Julian was one cool kid. Born with a thick head of raven hair, he was handsome from the start. He easily stole hearts with his big brown eyes, long lashes, and a personality that can best be described as joyful. Sociable and easy with laughter, Julian was a precocious preschooler with an old soul who boasted a vocabulary that would leave people laughing in disbelief at the words came out of such a little man’s mouth.
At four, he could swim the back stroke, play the piano, command a dance floor and carry on long conversations about his favorite movies, books and superhero plots. He enjoyed soccer and baseball, books and music, and talked of starting a rock band after dance parties in the kitchen to favorite songs from The Beatles, The Foo Fighters and The Four Seasons.
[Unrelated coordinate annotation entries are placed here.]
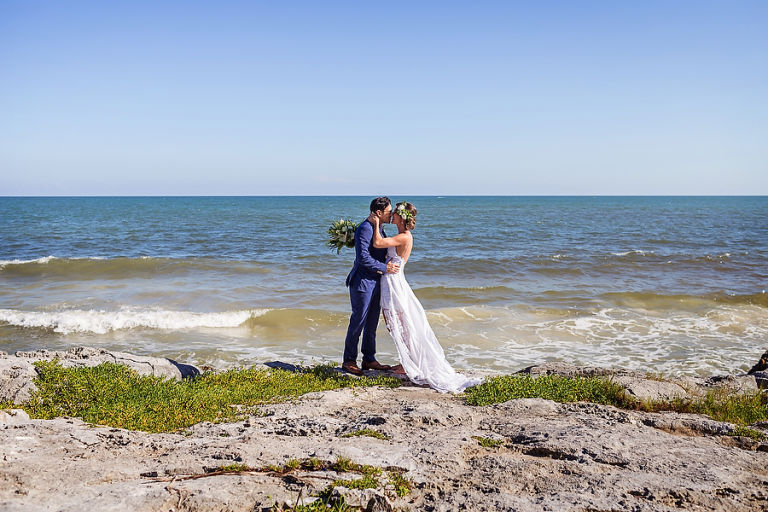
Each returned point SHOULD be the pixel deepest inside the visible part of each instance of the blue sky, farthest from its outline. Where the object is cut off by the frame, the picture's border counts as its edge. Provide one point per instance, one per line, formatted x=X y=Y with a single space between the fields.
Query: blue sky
x=368 y=98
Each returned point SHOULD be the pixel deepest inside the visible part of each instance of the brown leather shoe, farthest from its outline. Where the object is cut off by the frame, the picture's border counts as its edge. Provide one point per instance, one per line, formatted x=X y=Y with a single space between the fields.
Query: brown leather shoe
x=375 y=365
x=351 y=367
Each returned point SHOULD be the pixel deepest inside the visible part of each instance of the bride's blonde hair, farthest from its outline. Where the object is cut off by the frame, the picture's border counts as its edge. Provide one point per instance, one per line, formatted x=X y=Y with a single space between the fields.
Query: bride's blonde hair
x=408 y=213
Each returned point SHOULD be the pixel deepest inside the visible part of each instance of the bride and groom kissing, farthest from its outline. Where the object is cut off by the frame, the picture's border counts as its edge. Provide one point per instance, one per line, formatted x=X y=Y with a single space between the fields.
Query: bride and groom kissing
x=377 y=285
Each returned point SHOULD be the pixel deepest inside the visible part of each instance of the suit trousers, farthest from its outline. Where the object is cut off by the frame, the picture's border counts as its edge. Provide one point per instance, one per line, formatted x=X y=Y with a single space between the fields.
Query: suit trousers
x=364 y=295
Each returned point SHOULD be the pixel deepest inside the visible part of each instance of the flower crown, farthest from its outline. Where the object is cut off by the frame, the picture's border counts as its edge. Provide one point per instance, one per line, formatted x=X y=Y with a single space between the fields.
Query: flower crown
x=402 y=212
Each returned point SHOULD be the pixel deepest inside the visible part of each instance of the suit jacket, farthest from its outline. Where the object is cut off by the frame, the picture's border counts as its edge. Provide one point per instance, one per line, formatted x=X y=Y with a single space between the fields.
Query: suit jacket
x=369 y=261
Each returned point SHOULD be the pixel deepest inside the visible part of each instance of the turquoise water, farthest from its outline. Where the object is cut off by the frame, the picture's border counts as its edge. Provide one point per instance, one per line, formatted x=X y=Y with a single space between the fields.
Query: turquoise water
x=670 y=284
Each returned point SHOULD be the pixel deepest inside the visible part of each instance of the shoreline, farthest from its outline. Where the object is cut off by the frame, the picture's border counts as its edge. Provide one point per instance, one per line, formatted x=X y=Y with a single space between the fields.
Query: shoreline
x=521 y=454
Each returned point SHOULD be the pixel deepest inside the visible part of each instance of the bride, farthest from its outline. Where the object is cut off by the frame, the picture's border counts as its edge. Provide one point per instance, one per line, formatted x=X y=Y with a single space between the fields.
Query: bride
x=421 y=356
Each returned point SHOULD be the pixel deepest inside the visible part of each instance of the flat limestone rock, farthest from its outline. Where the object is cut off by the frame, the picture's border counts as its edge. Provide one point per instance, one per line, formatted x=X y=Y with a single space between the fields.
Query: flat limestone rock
x=17 y=372
x=13 y=417
x=654 y=390
x=570 y=370
x=548 y=456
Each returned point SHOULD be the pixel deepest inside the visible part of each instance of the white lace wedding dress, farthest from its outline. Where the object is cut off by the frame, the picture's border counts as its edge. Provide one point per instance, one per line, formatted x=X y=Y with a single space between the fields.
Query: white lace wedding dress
x=420 y=353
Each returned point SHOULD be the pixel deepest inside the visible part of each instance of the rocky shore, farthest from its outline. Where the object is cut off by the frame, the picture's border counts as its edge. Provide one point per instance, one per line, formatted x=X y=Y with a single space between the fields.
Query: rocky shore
x=525 y=454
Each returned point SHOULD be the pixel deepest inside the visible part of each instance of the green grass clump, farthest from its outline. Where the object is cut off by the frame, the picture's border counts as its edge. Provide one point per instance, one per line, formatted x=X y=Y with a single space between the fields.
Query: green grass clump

His family was thunderstruck on Nov. 29, 2010 – the Monday after Thanksgiving Weekend – when, with no previous symptoms, Julian awoke disoriented, unable to finish sentences and started vomiting. After rushing him to the ER, doctors discovered a mass at the base of his brain which would later be diagnosed as an atypical brain stem glioma. Our lives went from bright and beautiful to sick with worry. Over the course of that holiday season, Julian endured four brain surgeries to alleviate symptoms, was air-lifted from Detroit to St. Jude Children’s Research Hospital in Memphis, underwent two more minor surgeries for cancer treatment and started emergency radiation therapy on December 23.
He completed radiation on the primary tumor in January 2011. During scans in February, doctors delivered another blow when they discovered that the disease had spread to other lesions in his brain and lower spine. Julian moved and inspired us as he learned to dig deep and find the courage to face countless doctors, nurses, pokes, exams and cancer treatment no 4-year-old should ever have to know. He amazed doctors with his endurance during his second round of radiation in March 2011 – an experimental dose on his spine that up until then was thought to be too much for a child. Julian rebounded well and returned home to Michigan where he would start chemotherapy at the University of Michigan Mott Children’s Hospital.
In early June, Julian summoned the strength to fight Darth Vader during his Star Wars Disney vacation coordinated by The Make-A-Wish Foundation. On June 17, we celebrated his 5th birthday with nearly 75 friends and family. But only 10 days later, our worst fears were confirmed that his declining condition was indeed caused by a relentless return/spread of an extremely aggressive disease. Doctors at St. Jude broke the news that we had very little time left with our sweet boy. Home, surrounded with loved ones with the heaviest of hearts, we had to say good-bye only five days later. It was July 3, 2011, only seven months after we first heard the word “glioma.”
The courage Julian mustered during those seven months inspires us everyday and now lives on through The Julian Boivin Courage for Cures Foundation.